A single season playing football might be all it takes to change a young athlete’s brain.
Those are the preliminary findings of research presented this week in Chicago at the annual meeting of the Radiological Society of North America.
Researchers used special MRI methods to look at nerve bundles in the brain in a study of the brains of 26 young male football players, average age 12, before and after one season. Twenty-six more young males who didn’t play football also got MRI scans at the same time to be used as a control group.
In the youths who played football, the researchers found that nerve fibers in their corpus callosum — the band that connects the two halves of brain — changed over the season, says lead study author Jeongchul Kim, a research associate in the Radiology Informatics and Imaging Laboratory at Wake Forest School of Medicine in Winston-Salem, N.C.
“We applied here two different imaging approaches,” he says. One analyzed the shape of the nerve fibers and the other focused on the integrity of the nerves.
Kim says the researchers found some nerve bundles grew longer and other bundles became shorter, or contracted, after the players’ initial MRI scans at the beginning of the season. He says they saw no changes in the integrity of the bundles.
The team says these results suggest that repeated blows to the head could lead to changes in the shape of the corpus callosum, which is critical to integrating cognitive, motor and sensory functions between the two hemispheres of the brain, during a critical time for brain development in young people.
The researchers say their ultimate goal is to help inform guidelines for safer football play for youths.
Since the discovery of the degenerative brain disease chronic traumatic encephalopathy in the early 2000s, most of the research into the consequences of repeated head injuries during sports has been on adult athletes. This focus has occurred despite growing concerns that young athletes who experience the same kinds of collisions may also be vulnerable to their effects.

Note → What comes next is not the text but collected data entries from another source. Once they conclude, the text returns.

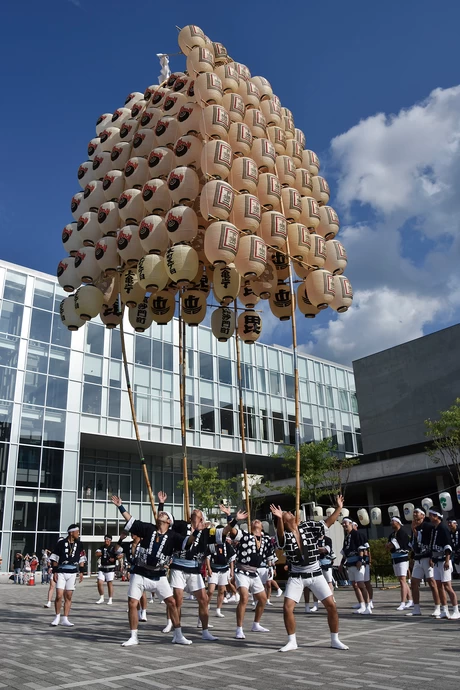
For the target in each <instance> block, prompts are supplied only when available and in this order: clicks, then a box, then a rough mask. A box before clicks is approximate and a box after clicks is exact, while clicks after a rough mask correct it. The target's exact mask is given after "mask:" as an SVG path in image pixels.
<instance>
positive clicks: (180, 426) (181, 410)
mask: <svg viewBox="0 0 460 690" xmlns="http://www.w3.org/2000/svg"><path fill="white" fill-rule="evenodd" d="M185 382H186V358H185V321H184V320H183V318H182V300H181V298H180V295H179V398H180V427H181V439H182V473H183V477H184V519H185V520H187V522H188V521H189V520H190V494H189V488H188V466H187V431H186V425H185V402H186V400H185V390H186V389H185Z"/></svg>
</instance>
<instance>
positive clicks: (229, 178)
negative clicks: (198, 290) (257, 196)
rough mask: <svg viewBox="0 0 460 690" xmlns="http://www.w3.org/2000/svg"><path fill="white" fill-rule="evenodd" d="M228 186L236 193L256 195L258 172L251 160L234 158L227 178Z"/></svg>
mask: <svg viewBox="0 0 460 690" xmlns="http://www.w3.org/2000/svg"><path fill="white" fill-rule="evenodd" d="M229 181H230V184H231V185H232V187H233V189H236V190H237V191H238V192H245V193H247V194H257V183H258V181H259V171H258V170H257V165H256V164H255V163H254V161H253V160H252V158H247V157H245V156H242V157H238V158H234V160H233V163H232V168H231V171H230V176H229Z"/></svg>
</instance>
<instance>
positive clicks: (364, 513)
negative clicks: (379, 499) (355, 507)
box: [358, 508, 370, 527]
mask: <svg viewBox="0 0 460 690" xmlns="http://www.w3.org/2000/svg"><path fill="white" fill-rule="evenodd" d="M358 520H359V521H360V523H361V524H362V526H363V527H367V525H368V524H369V523H370V518H369V513H368V512H367V510H366V509H365V508H360V509H359V510H358Z"/></svg>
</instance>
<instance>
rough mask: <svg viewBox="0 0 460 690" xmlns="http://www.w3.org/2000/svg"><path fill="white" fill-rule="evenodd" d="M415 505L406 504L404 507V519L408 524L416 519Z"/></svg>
mask: <svg viewBox="0 0 460 690" xmlns="http://www.w3.org/2000/svg"><path fill="white" fill-rule="evenodd" d="M414 508H415V506H414V504H413V503H405V504H404V505H403V512H404V517H405V518H406V520H407V521H408V522H412V520H413V518H414Z"/></svg>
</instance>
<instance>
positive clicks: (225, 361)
mask: <svg viewBox="0 0 460 690" xmlns="http://www.w3.org/2000/svg"><path fill="white" fill-rule="evenodd" d="M218 363H219V381H220V383H229V384H231V383H232V362H231V360H229V359H224V358H223V357H219V358H218Z"/></svg>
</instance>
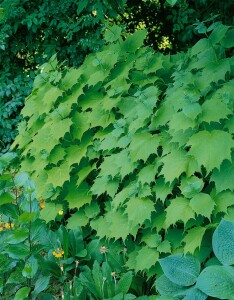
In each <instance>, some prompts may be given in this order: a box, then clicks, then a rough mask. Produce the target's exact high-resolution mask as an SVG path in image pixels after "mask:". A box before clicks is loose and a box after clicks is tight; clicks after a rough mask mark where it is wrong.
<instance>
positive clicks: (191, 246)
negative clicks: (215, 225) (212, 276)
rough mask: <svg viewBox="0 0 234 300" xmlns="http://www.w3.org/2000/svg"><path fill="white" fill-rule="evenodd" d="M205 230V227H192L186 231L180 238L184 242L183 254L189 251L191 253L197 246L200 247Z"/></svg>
mask: <svg viewBox="0 0 234 300" xmlns="http://www.w3.org/2000/svg"><path fill="white" fill-rule="evenodd" d="M205 232H206V227H201V226H198V227H194V228H192V229H190V230H189V231H188V233H187V234H186V236H185V237H184V239H183V240H182V241H183V242H184V243H185V246H184V254H186V253H191V254H193V253H194V252H195V250H196V249H197V248H200V246H201V242H202V238H203V236H204V234H205Z"/></svg>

Radiologist Christopher Whitlow, a co-author of the new findings, says while the stories about NFL and collegiate players are very important, they have to be put into context.
“You have to understand that the NFL players were also most likely once collegiate players, they were also high school players and they were also probably youth players,” he says. “To us, it’s more than a question about concussions, it’s a question about long-term cumulative exposure.”
That being said, both Whitlow and Kim caution against making their findings out to be more than what they are: preliminary results from a single study with a relatively small number of participants.
“We don’t know what it means,” says Whitlow. “The natural next question is, do these changes persist over time? Do they accumulate with multiple seasons? And then No. 3, probably the most important: Do they have any relevance to long-term health?”
The results, presented at a medical meeting, haven’t been published in a peer-reviewed journal. Whitlow says that the team is working on a paper to be submitted to a journal.
These latest findings are actually part of a years-long research collaboration among University of Texas Southwestern Medical Center, Wake Forest University and Children’s National Health System in Washington, D.C.
Dr. Gerard Gioia is a pediatric neuropsychologist at Children’s National Health whose role in the larger study is to look at the functional outcomes of kids playing football. He says these latest findings are only a part of the piece of the puzzle they’re trying to solve.
“Everybody wants to know, ‘Should my kid play football? Should my kid play soccer? Should my kid play ice hockey?’ And we say, ‘Can we please study this and understand it?’ ” says Gioia, who has been pushing for funding for more long-term studies into youth and sports.
For now, he says, they still have a lot of unanswered questions.